Convert a Map Reduce Job to a Spark Job - 7.1

Talend Data Fabric
Talend MDM Platform
Talend Studio
Design and Development > Designing Jobs > Job Frameworks > MapReduce
Design and Development > Designing Jobs > Job Frameworks > Spark Batch

Convert a Map Reduce Job to a Spark Job

This article shows how to convert a Talend Big Data Batch Job that uses the MapReduce framework, to a Talend Big Data Batch Job that uses the Spark framework.

This example uses Talend Big Data Real Time Platform 6.1

The Talend Studio allows you to convert Jobs from one framework to another. Because Spark allows faster in-memory processing, we will convert a MapReduce Job to a Spark Job.

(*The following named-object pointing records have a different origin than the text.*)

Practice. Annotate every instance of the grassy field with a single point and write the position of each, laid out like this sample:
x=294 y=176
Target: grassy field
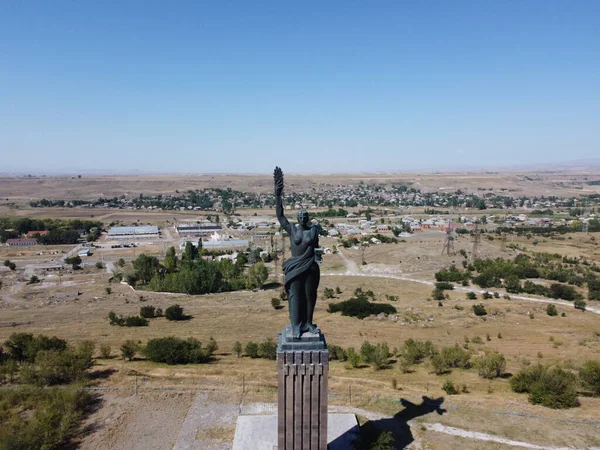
x=75 y=306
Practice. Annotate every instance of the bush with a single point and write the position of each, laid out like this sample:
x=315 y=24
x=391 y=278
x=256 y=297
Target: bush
x=415 y=351
x=59 y=366
x=354 y=358
x=237 y=348
x=437 y=295
x=554 y=388
x=53 y=417
x=175 y=312
x=148 y=312
x=24 y=347
x=136 y=321
x=276 y=303
x=449 y=388
x=105 y=351
x=360 y=307
x=589 y=374
x=129 y=349
x=580 y=304
x=268 y=349
x=337 y=353
x=491 y=365
x=444 y=285
x=172 y=350
x=251 y=349
x=479 y=310
x=376 y=355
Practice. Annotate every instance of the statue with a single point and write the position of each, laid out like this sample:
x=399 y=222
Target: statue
x=302 y=273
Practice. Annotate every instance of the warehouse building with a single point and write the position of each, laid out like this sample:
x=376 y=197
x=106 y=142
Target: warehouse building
x=149 y=231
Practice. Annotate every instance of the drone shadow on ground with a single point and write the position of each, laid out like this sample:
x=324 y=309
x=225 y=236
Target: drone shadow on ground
x=398 y=424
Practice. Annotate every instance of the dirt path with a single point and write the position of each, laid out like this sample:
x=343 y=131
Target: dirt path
x=353 y=270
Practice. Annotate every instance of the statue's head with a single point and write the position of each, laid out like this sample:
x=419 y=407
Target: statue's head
x=303 y=218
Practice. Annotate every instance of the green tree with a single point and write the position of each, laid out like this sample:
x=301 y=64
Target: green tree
x=145 y=267
x=175 y=312
x=129 y=349
x=589 y=374
x=257 y=275
x=237 y=348
x=251 y=349
x=170 y=260
x=190 y=253
x=491 y=365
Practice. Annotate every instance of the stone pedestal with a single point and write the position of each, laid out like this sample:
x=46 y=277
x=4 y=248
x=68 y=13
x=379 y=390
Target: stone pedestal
x=302 y=367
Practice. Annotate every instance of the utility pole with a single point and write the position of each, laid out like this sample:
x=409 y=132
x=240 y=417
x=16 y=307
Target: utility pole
x=476 y=242
x=449 y=241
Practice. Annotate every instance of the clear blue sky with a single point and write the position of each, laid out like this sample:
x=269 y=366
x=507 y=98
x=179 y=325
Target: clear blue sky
x=323 y=86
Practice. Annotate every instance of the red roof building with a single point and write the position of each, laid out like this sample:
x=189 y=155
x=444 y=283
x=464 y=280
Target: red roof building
x=41 y=233
x=20 y=242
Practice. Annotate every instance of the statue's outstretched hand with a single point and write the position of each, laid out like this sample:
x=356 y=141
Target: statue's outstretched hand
x=278 y=178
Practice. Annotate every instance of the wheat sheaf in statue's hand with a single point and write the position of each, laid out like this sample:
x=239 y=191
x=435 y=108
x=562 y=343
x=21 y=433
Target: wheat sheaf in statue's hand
x=278 y=178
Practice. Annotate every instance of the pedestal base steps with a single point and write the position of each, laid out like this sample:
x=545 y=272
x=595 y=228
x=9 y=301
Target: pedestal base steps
x=302 y=369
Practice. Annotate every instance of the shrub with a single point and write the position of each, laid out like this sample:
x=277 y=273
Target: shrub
x=479 y=310
x=415 y=351
x=491 y=365
x=251 y=349
x=105 y=351
x=212 y=346
x=24 y=347
x=337 y=353
x=175 y=312
x=59 y=366
x=589 y=375
x=129 y=349
x=53 y=417
x=136 y=321
x=580 y=304
x=437 y=295
x=237 y=348
x=268 y=349
x=449 y=388
x=148 y=312
x=554 y=388
x=376 y=355
x=360 y=307
x=172 y=350
x=276 y=303
x=353 y=358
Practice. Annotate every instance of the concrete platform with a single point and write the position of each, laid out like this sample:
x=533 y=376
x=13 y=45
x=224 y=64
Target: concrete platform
x=260 y=432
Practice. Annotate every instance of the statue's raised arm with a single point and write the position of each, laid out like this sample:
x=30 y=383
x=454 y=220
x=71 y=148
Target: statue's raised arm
x=278 y=181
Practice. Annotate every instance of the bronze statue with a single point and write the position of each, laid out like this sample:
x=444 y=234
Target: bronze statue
x=302 y=273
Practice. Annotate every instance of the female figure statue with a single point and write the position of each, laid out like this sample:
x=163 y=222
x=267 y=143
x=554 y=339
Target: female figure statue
x=302 y=273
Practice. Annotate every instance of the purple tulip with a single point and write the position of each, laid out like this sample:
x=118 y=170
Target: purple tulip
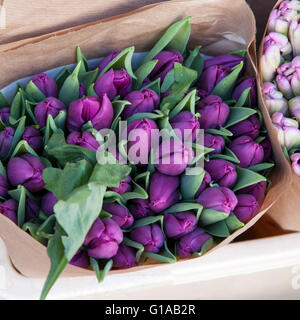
x=139 y=135
x=46 y=85
x=188 y=125
x=120 y=214
x=246 y=83
x=180 y=223
x=83 y=139
x=140 y=208
x=48 y=202
x=227 y=60
x=172 y=157
x=150 y=236
x=107 y=60
x=247 y=151
x=219 y=199
x=125 y=257
x=50 y=106
x=213 y=111
x=113 y=83
x=249 y=127
x=204 y=184
x=257 y=190
x=166 y=60
x=211 y=77
x=97 y=110
x=141 y=101
x=274 y=99
x=26 y=170
x=4 y=186
x=6 y=138
x=247 y=207
x=81 y=259
x=215 y=142
x=9 y=209
x=4 y=114
x=103 y=239
x=192 y=242
x=33 y=138
x=288 y=78
x=163 y=191
x=124 y=186
x=32 y=208
x=221 y=171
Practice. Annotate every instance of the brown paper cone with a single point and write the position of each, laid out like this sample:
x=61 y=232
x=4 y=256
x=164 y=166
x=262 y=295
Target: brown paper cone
x=286 y=211
x=220 y=26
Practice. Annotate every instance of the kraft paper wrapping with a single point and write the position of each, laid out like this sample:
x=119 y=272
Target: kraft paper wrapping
x=286 y=211
x=220 y=26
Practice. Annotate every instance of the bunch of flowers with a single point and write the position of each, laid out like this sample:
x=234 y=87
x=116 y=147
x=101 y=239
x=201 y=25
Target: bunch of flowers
x=280 y=62
x=102 y=196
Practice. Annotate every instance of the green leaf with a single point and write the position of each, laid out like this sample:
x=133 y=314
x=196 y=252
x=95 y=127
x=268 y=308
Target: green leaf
x=70 y=89
x=238 y=114
x=225 y=87
x=62 y=182
x=176 y=37
x=247 y=178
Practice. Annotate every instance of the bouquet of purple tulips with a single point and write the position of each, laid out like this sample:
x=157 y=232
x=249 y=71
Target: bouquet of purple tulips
x=102 y=196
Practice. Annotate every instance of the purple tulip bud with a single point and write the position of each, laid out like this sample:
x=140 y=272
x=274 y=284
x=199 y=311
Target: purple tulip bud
x=9 y=209
x=97 y=110
x=140 y=208
x=139 y=136
x=119 y=214
x=33 y=138
x=125 y=257
x=274 y=99
x=219 y=199
x=247 y=151
x=49 y=106
x=180 y=223
x=204 y=184
x=6 y=138
x=246 y=83
x=83 y=139
x=4 y=186
x=141 y=101
x=188 y=125
x=82 y=90
x=215 y=142
x=249 y=127
x=213 y=111
x=295 y=158
x=48 y=202
x=4 y=114
x=172 y=157
x=192 y=242
x=80 y=259
x=257 y=190
x=124 y=186
x=166 y=60
x=32 y=208
x=247 y=207
x=113 y=83
x=211 y=77
x=26 y=170
x=221 y=171
x=107 y=60
x=46 y=85
x=103 y=239
x=227 y=60
x=163 y=191
x=150 y=236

In this example, it is assumed that a Big Data Batch using the MapReduce framework already exists in your Repository and that you can run it successfully:
  1. In the Repository, right-click your Job and click Duplicate .
  2. Name your new Job. Then, in the Job Type , keep the Big Data Batch option and in the Framework list, select Spark :

    Note : Using the same procedure, you can duplicate your Job as a Standard, Big Data Batch or Big Data Streaming job. Next, depending on the Job type, you will be able to select the framework of your choice.

  3. Click OK . Your Job will appear in the Repository. Double-click the Job to open it in the Designer:
  4. A tHDFSConfiguration has been automatically added. Note that Spark does not depend on a particular file system. The file system used for storage must be defined using a specific component such as tHDFSConfiguration or tS3Configuration.
  5. To find the cluster connection information metadata, double-click the tHDFSConfiguration component.
  6. For Big Data Batch – MapReduce Jobs, the connection to the cluster is configured in the Run View. In the Run View, click the Spark Configuration tab. You will see the repository cluster connection information:
  7. Run your Job and follow the execution in the Designer or in the Console, in the same way as for Big Data – MapReduce Jobs:


When converting a Job from one type to another, or from one framework to another, before running the Job, make sure that all components have been loaded successfully. Note that the Palette and the list of available components change, depending on the Job type and the framework used.